Elle permettra aussi aux républicains d’actionner encore plus régulièrement un de leur levier d’opposition: l’obstruction parlementaire. Ils peuvent en effet réclamer pour tout texte n’ayant pas de volet budgétaire (hors nominations personnelles, type ambassades) une majorité de 60 voix, au lieu des 51 habituelles. “Cette règle pourrait être levée si tous les sénateurs démocrates votaient en faveur de ce changement, or ici, nous retrouvons le sénateur Joe Manchin qui a déjà dit qu’il s’y opposerait”, souligne notre experte.
En plus d’être potentiellement handicapante pour la législation Biden, cette courte majorité n’est pas non plus sans risque pour la vice-présidente: avec ses allers-retours incessants entre la Maison Blanche et le Capitole, l’ancienne sénatrice risque de rater son entrée sur la scène nationale, elle qui a pour ambition à moitié avouée de prendre la relève de Biden au terme de son unique mandat.
Biden, démocrate ... mais pas progressiste
Limité par une majorité très étroite au Sénat, Joe Biden pourrait aussi se retrouver en difficulté à la Chambre des représentants. À l’issue des élections de novembre, les démocrates sont parvenus à y conserver leur majorité. Mais elle ne tient désormais qu’à 11 voix, parmi lesquelles il faut compter les élus progressistes - c’est-à-dire les démocrates de l’aile gauche (Alexandria Ocasio-Cortez ou Ilhan Omar, pour ne citer qu’elles). Et ils sont loin d’être toujours d’accord avec les positions plus modérées de Biden.
“Tant à la chambre qu’au Sénat, il y a un groupe de progressistes qui est ce qu’il est mais qui pourra, au vu de la position d’équilibriste qu’aura Biden, avoir un levier”, souligne Marie-Christone Bonzom. “Ce 50-50 au Sénat va probablement rendre un peu plus audacieux les sénateurs mais aussi les députés qui sont sur l’aile gauche du parti démocrate.”
Preuve de leur ascension de plus en plus poussée, la réélection de la présidente de la Chambre des représentants Nancy Pelosi s’est faite dans un climat tendu. Les progressistes réclamaient son retrait, qu’ils n’ont finalement pas obtenu. Mais face à la montée en puissance de ce groupe, elle a également dû faire certaines concessions, en accordant aux progressistes des postes plus importants que les années précédentes.

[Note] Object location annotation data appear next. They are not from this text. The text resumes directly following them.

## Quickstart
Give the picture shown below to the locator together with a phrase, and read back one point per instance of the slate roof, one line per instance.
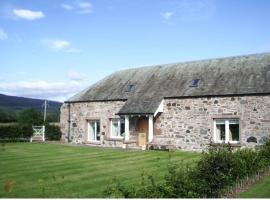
(239, 75)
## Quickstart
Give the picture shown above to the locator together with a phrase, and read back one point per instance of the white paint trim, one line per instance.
(215, 139)
(150, 128)
(95, 130)
(227, 131)
(119, 128)
(160, 108)
(126, 127)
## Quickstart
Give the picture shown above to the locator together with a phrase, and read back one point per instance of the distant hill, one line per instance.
(13, 103)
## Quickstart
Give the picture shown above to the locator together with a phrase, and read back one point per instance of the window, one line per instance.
(226, 130)
(131, 88)
(195, 83)
(117, 128)
(94, 130)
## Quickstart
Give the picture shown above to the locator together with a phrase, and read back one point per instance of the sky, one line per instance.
(52, 49)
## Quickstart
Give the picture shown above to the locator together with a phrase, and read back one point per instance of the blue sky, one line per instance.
(54, 48)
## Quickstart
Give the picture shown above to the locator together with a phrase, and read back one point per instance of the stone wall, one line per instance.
(188, 123)
(185, 123)
(81, 112)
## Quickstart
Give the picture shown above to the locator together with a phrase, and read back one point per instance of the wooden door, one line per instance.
(143, 130)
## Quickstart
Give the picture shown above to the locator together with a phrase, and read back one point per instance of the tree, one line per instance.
(30, 117)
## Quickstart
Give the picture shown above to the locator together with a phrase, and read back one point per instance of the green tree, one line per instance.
(30, 117)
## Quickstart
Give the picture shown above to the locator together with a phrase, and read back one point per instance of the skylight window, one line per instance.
(195, 82)
(131, 88)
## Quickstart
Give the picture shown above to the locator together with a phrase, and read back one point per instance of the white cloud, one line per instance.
(60, 45)
(42, 89)
(28, 14)
(188, 11)
(3, 35)
(77, 76)
(167, 15)
(67, 7)
(81, 7)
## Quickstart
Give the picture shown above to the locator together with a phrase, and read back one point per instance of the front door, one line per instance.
(93, 130)
(143, 130)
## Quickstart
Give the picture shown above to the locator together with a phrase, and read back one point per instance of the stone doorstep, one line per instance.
(114, 139)
(220, 144)
(129, 141)
(92, 143)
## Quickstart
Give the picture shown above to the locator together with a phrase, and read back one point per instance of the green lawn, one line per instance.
(260, 190)
(54, 170)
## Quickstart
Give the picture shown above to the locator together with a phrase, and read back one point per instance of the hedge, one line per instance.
(218, 169)
(16, 133)
(12, 132)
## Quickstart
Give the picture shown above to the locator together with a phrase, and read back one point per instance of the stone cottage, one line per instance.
(183, 105)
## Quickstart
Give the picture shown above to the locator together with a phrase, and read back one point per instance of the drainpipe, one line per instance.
(68, 122)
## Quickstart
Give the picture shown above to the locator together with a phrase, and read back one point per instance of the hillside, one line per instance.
(13, 103)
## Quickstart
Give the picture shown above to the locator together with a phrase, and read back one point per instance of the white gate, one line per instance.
(38, 133)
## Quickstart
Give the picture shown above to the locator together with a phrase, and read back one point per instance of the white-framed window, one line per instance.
(226, 130)
(93, 130)
(117, 128)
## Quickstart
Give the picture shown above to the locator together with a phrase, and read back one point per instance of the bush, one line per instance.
(218, 168)
(264, 153)
(52, 132)
(215, 171)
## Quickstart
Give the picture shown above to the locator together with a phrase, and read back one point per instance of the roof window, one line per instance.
(195, 82)
(131, 88)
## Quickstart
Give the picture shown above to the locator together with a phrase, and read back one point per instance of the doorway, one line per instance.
(143, 130)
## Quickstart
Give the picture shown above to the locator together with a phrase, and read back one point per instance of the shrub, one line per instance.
(214, 172)
(218, 168)
(264, 153)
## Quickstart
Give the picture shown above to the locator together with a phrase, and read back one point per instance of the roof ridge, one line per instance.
(193, 61)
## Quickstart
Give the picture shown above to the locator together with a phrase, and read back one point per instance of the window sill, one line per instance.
(129, 141)
(93, 142)
(115, 139)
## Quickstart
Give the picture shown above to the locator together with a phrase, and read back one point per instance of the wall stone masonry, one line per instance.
(185, 124)
(188, 123)
(80, 113)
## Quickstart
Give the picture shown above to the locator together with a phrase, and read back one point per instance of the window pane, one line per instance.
(220, 121)
(234, 121)
(115, 128)
(122, 128)
(220, 131)
(91, 131)
(98, 131)
(234, 132)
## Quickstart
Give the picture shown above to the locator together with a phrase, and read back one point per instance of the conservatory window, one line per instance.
(117, 128)
(226, 130)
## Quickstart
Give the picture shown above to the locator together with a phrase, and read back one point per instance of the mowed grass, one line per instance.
(260, 190)
(54, 170)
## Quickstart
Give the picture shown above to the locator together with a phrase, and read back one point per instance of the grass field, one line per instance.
(260, 190)
(54, 170)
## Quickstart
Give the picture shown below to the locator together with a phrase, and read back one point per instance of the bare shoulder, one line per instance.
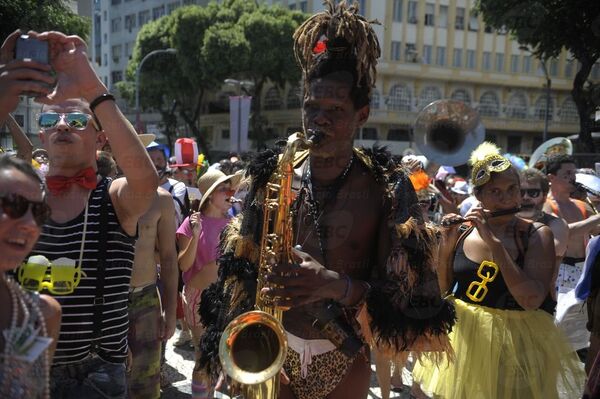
(165, 199)
(50, 308)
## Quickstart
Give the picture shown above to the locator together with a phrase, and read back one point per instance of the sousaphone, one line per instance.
(447, 131)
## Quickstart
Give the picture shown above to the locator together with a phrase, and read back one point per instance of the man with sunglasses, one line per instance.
(94, 220)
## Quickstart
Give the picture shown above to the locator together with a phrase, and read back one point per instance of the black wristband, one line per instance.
(100, 99)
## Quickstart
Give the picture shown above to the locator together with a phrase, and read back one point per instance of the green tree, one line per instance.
(41, 15)
(548, 27)
(237, 38)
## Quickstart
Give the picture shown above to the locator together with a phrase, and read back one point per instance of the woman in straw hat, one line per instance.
(501, 266)
(197, 239)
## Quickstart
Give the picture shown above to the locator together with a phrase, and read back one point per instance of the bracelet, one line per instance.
(100, 99)
(348, 288)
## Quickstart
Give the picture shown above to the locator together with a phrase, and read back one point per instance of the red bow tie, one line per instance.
(59, 184)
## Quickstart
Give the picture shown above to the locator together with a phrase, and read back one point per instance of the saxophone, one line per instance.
(253, 346)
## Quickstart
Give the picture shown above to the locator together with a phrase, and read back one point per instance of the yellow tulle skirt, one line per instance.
(503, 354)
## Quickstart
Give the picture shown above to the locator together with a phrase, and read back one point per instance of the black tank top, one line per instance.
(472, 288)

Pour Joe Biden, qui a jusqu’à présent formé un gouvernement en accord avec ses opinions (et amitiés) personnelles, cette pression de l’aile gauche de la gauche risque d’entraver certaines de ses ambitions. Les progressistes pourraient en effet refuser de voter les augmentations d’impôts pour les riches voulues par Joe Biden au profit qu’elles ne sont pas suffisantes. La politique migratoire est aussi source de tensions: la gratuité de l’enseignement universitaire pour les clandestins, leurs régularisations ou encore leur prise en charge au sein de l’Obamacare... “Tout ça, ce sont des dossiers très controversés aux États-Unis et sur lesquels Biden ne s’est jamais vraiment prononcé”, note Marie-Christine Bonzom.
“Ce ne sera pas une voie royale législative”

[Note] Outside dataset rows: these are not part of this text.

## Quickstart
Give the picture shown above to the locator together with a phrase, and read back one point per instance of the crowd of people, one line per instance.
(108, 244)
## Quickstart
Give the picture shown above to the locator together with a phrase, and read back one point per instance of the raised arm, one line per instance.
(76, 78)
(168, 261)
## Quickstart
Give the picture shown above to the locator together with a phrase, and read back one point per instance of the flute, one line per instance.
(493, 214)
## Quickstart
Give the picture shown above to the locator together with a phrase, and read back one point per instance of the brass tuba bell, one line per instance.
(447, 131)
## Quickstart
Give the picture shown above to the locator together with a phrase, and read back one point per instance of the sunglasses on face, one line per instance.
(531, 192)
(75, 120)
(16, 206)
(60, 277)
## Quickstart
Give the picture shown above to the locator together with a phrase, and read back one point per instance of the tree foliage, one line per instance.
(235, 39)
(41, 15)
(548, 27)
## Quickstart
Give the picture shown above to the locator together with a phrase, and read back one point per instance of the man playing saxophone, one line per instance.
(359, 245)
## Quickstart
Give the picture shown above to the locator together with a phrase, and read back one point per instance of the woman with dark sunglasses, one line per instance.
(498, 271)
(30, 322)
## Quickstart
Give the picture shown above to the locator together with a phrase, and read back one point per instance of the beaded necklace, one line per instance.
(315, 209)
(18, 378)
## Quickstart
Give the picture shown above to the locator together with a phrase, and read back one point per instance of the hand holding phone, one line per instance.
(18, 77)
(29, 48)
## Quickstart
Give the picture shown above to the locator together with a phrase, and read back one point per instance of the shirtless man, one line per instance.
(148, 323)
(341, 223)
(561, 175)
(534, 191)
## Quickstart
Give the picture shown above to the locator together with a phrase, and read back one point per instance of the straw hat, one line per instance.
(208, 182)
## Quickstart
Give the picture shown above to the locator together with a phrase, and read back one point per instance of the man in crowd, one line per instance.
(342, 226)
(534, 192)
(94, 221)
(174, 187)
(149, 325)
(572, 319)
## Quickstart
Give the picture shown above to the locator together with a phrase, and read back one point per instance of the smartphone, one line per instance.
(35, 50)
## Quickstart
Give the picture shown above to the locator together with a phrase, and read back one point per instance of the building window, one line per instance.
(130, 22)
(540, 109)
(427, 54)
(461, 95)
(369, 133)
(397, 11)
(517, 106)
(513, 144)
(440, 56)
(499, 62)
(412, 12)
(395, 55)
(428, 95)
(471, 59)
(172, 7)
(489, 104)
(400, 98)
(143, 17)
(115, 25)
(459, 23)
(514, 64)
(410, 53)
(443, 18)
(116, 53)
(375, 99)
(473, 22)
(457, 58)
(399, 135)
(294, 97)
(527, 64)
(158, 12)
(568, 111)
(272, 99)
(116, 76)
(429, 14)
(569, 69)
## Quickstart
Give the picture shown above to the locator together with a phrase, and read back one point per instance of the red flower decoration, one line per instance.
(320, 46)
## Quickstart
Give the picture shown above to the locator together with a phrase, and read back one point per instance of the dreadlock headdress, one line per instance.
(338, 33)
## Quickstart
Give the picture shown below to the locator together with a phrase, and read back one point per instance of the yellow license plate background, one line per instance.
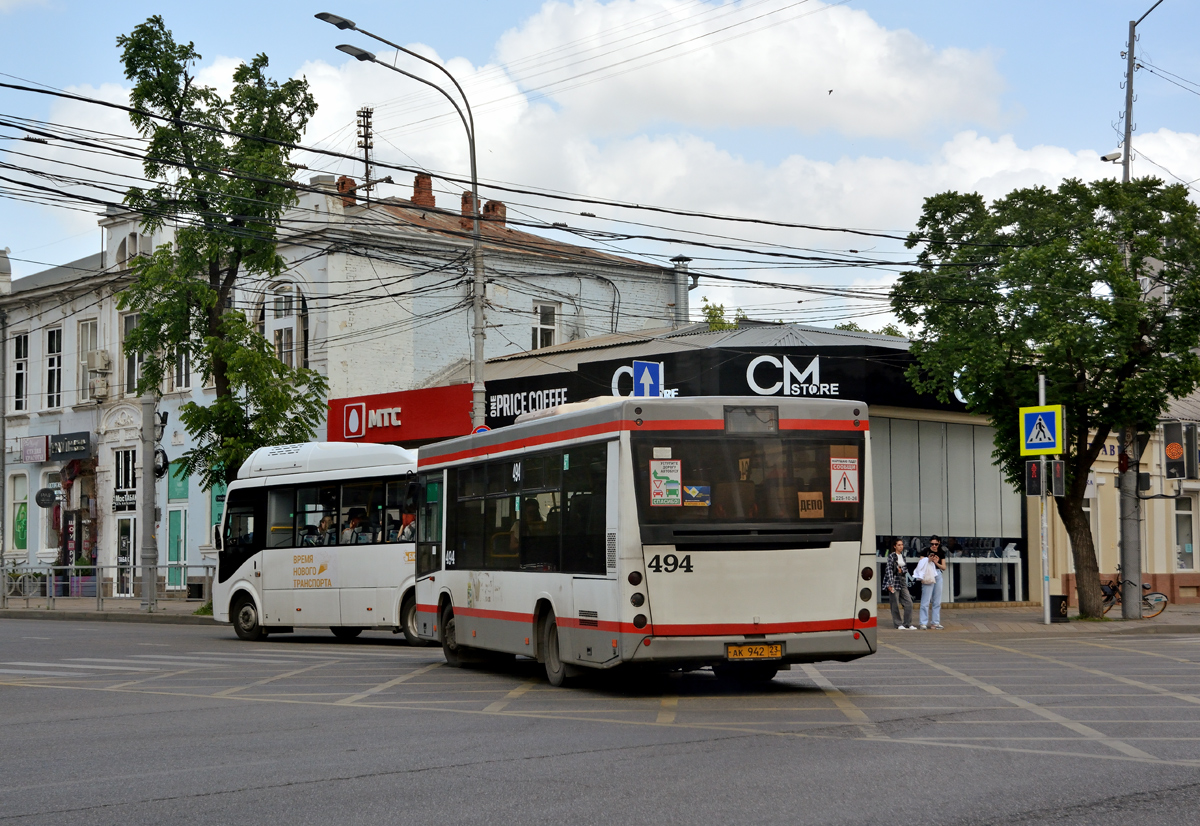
(755, 651)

Enfin, si Joe Biden connaît le Sénat “comme sa poche” pour y avoir déjà passé plus de 30 ans, il devra en revanche remettre son carnet d’adresses à jour: entre son passage comme VP et ses années de candidat loin des joutes internes politiques, les têtes ont changé et les sensibilités aussi. De moins en moins d’élus - sénateurs comme républicains - appartiennent à l’aide modérée, nouvelle illustration de la polarisation de la vie politique américaine, souligne au passage notre politologue.
“Ce qui va l’avantager, c’est qu’il connaît très bien les rouages du Sénat, comment faire passer une législation après le vote de la Chambre”, explique Marie-Christine Bonzom.

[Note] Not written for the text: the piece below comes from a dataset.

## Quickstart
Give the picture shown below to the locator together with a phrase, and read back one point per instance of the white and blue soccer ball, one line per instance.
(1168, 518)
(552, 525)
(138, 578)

En résumé, l’expérience de Joe Biden qu’il n’a cessé de mettre en avant va lui servir. En revanche, sans coudée franche pour opérer, l’administration Biden et le président lui-même vont devoir prêter plus d’attention à la “politique politicienne américaine”, à savoir les arcanes et les rouages internes à activer pour arriver à ses fins.
De quoi distraire, au moins un temps, Joe Biden de ses autres objectifs d’envergure internationale.